Considering who’s behind this collaboration, these rugs were definitely made for stretching out on, and sinking into. A project by Gossamer — a cannabis lifestyle brand and the magazine for people who also smoke weed — and artist Alex Proba, the plush rugs were designed in saturated color and swirling shapes. “We’ve added a smoky, psychedelic wave pattern as a subtle nod to Gossamer’s perspective and took cues from their typography, which is never just linear,” Proba says. The strokable, hand-tufted rugs were inspired by the textured covers of Gossamer’s Touch issue. Photos by Sean Davidson at the Ace Hotel, Brooklyn
New Assemblage in Melbourne was founded to promote inclusivity and diversity within the contemporary art, craft, and design scene in Australia. For Melbourne Design Week, they present Showcase, a group show at Oigall Projects from 10 – 27 March. Exhibited is multidisciplinary artist Drew Abrahamson’s intriguing Hot Cheeto Pony, a side table/pedestal/sculpture made from salvaged materials weirdly inspired by the story behind the flamin’ snack.
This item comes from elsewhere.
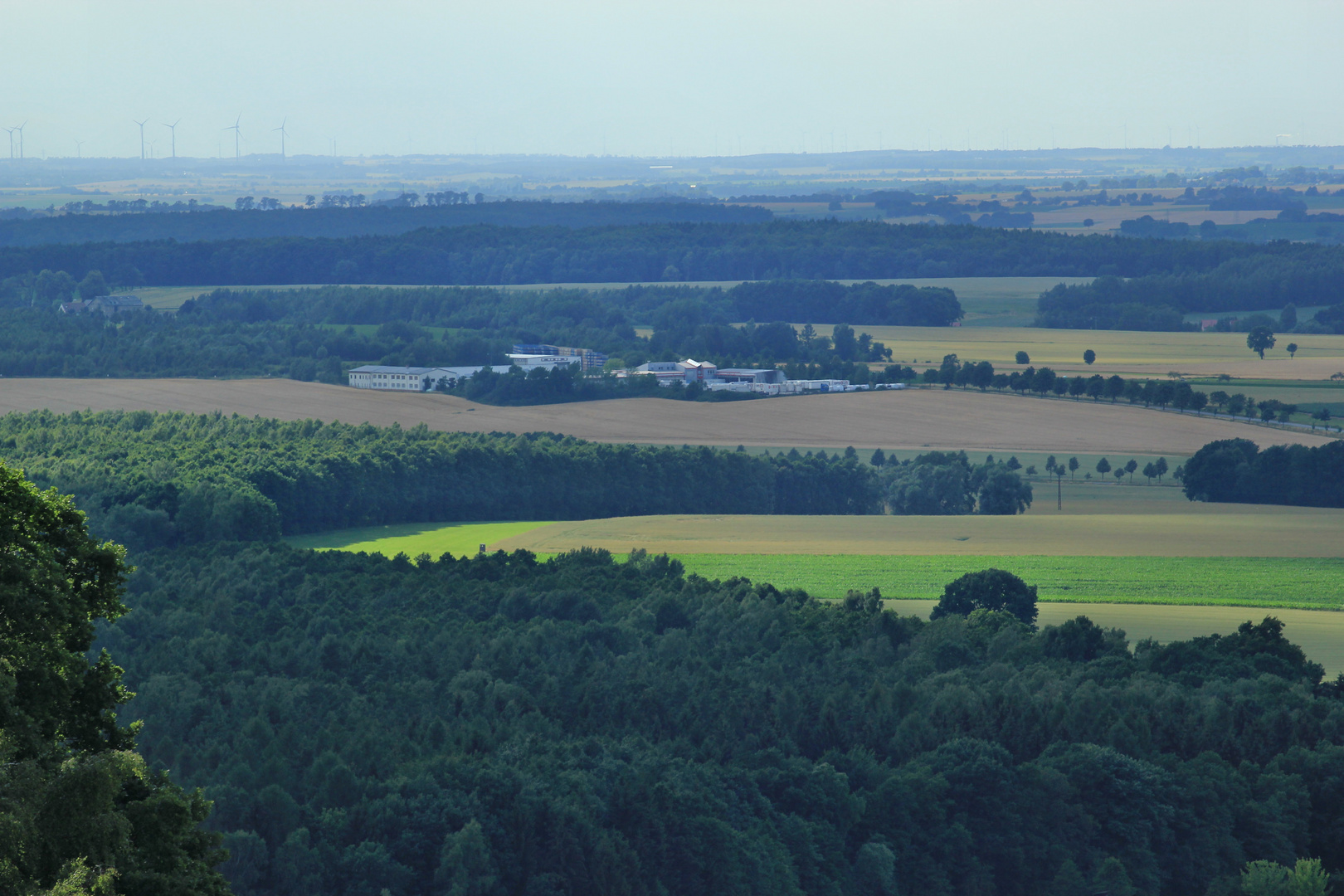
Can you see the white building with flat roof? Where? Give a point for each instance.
(546, 362)
(413, 379)
(407, 379)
The story goes: In the late 1980s a janitor working at the Frito-Lay Factory in California had an idea about what to do with the manufacturing waste from unflavoured Cheetos. With a touch of spice and a pinch of this and that, he conceived of the insatiable gourmet delicacy that is Flamin’ Hot Cheetos. Or so he said… Hot Cheeto Pony is the centerpiece of Abrahamson’s body of work using polystyrene offcuts collected from waste bins at his work for a creative production company. The design is reinforced with a steel frame and coated in a polyurethane membrane. It was initially butter colored, but later editions have received a spray tan to be more Cheetos-hued. Photos by Jerome Williams and Annika Kafcaloudis
Gabrielle Kruger is a South African artist who makes large-scale sculptural paintings using dried paint in completely original ways. With the leftover strips and ribbons, she started experimenting with making objects. Under the design brand Gabi (after her nickname), she released a limited run of delicate paint flowers hand-made with acrylic paint and steel wiring. With every petal essentially a brushstroke, she’s still unsure whether to call them paintings. Photos by SAD Studios
Maja Behrmann is a young German artist who creates intensely colored and oddly shaped objects and tapestries, aka “knitting pictures,” that clash with pattern and repetition. When her textiles are exhibited, seemingly unrelated pieces are hung together overlapping and creating a bigger story. She’s the kind of artist whose visual language slips right into the design world and they could chat all day.